Niko: What about the gift, you want me to open it in front of all these people?

D'arcy: Noooooo, it's real personal! You better be on your own when you do, or else I'll know!

Niko: If you know, then what?

D'arcy: Do our vague games not get you excited in the slightest? Silly Niko, I'd claw some stripes on your face for being so boring if this wasn't the special party to end all special parties!

Roman: Come on, lady, uhh - let the rest of us have a piece of my cousin too, eh? We were about to, uhh, play, and if you'd be so kind-

D'arcy: You got party games? I love party games! Let's pin the tail on the donkey! Only I got a better version, where you need some really huge asshole, like Cam over there-

She points at Cam, who's been quietly masturbating in a corner, hoping nobody would look at him. He'd done such a good job so far...

D'arcy: And you pin some knives and - and all kinds of shiny sharp things on his waste of a body!

Cam: *yelps*

Niko: I'm surprised to say this, but I kind of agree.
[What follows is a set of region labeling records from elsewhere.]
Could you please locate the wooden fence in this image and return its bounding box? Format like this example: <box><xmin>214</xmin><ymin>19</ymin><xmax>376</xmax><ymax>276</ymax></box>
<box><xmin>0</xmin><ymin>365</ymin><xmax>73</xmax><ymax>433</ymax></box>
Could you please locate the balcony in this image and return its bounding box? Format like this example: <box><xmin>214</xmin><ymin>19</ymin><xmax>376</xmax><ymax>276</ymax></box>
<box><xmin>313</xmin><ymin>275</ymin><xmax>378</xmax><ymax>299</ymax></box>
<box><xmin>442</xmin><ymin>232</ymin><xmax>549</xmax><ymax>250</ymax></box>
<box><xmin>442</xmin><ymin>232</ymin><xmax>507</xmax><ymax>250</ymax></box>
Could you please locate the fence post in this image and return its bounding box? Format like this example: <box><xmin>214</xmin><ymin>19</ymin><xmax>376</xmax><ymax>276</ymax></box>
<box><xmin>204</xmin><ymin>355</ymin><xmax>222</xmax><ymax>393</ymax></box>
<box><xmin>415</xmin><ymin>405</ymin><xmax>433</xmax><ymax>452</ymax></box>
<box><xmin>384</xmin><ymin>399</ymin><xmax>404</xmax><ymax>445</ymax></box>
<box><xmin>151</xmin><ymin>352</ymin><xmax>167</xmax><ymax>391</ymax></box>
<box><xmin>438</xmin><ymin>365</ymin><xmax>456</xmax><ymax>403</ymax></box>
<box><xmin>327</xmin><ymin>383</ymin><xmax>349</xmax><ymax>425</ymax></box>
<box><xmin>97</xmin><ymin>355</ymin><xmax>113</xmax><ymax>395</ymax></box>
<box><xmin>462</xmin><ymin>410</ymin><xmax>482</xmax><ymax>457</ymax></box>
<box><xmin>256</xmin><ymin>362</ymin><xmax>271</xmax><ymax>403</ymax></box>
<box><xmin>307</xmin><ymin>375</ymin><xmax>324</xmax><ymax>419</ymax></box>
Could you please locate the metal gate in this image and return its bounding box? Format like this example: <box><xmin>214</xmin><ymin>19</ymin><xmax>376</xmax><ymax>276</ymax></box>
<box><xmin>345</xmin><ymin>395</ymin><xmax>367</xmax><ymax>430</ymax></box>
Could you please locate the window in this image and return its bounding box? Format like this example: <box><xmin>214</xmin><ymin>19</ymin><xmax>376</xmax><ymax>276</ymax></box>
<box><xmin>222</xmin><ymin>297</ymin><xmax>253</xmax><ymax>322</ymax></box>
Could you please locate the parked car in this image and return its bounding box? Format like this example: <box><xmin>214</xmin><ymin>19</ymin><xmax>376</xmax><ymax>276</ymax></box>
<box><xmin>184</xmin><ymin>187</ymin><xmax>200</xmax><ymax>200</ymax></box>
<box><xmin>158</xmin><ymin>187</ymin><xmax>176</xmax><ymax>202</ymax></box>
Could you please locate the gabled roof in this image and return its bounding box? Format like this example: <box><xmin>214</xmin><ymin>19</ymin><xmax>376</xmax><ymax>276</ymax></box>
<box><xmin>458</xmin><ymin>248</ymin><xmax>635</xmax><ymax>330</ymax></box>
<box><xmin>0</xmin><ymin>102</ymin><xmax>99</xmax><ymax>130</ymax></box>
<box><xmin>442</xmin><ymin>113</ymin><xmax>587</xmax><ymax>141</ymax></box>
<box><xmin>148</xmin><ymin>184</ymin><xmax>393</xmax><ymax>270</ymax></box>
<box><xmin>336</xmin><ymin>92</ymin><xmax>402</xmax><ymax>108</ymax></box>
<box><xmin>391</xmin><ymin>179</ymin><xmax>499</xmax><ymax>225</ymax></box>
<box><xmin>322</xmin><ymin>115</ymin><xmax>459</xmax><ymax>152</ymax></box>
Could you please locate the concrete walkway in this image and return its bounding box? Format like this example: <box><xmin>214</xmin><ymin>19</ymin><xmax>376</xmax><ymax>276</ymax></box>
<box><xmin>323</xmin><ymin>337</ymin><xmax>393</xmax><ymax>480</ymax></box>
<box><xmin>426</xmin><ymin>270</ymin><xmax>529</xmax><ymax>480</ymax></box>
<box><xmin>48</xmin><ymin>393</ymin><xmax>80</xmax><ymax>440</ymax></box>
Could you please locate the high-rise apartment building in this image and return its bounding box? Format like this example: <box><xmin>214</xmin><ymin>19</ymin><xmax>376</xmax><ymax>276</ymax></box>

Cam: W-what? Wait, Niko, I'm just a small-time antagonist! Look there! It's Pegorino and - and Dimitri and all those boys, they're the ones you want! I'm only comic relief!

Adult Alessa: The continuity I had to experience, all thanks to you, would disagree with that, you f*cking little scumbag.

 

Niko hadn't even realized that Alessa from the future, in a grown-up state, was still present too. It was as if she'd vanished when Roman greeted him, and re-appeared now to torment Cam.

 

Packie: This is where the next writer can decide if you want to stay with the half-assed special episode, or-

Dwayne: Don't go over the threshold! What if the damn Houser brothers find out?

Packie: F*ck the Housers, Dwayne. F*ck the whole dev team! Removing our music from a ten-year-old game like that!

 

1) The party-goers start torturing Cam in mutual agreement as the whole thing takes a dark turn.

2) Brucie accidentally drops Bernie and Bryce's baby 2 seconds after asking to hold it. The baby's wails distract the people enough for Cam to make a run to the fire escape.

3) Another special guest unexpectedly arrives.

4) The celebratory episode comes to an abrupt halt due to budget cuts, and we resume from where the 'real world' left off (see above post).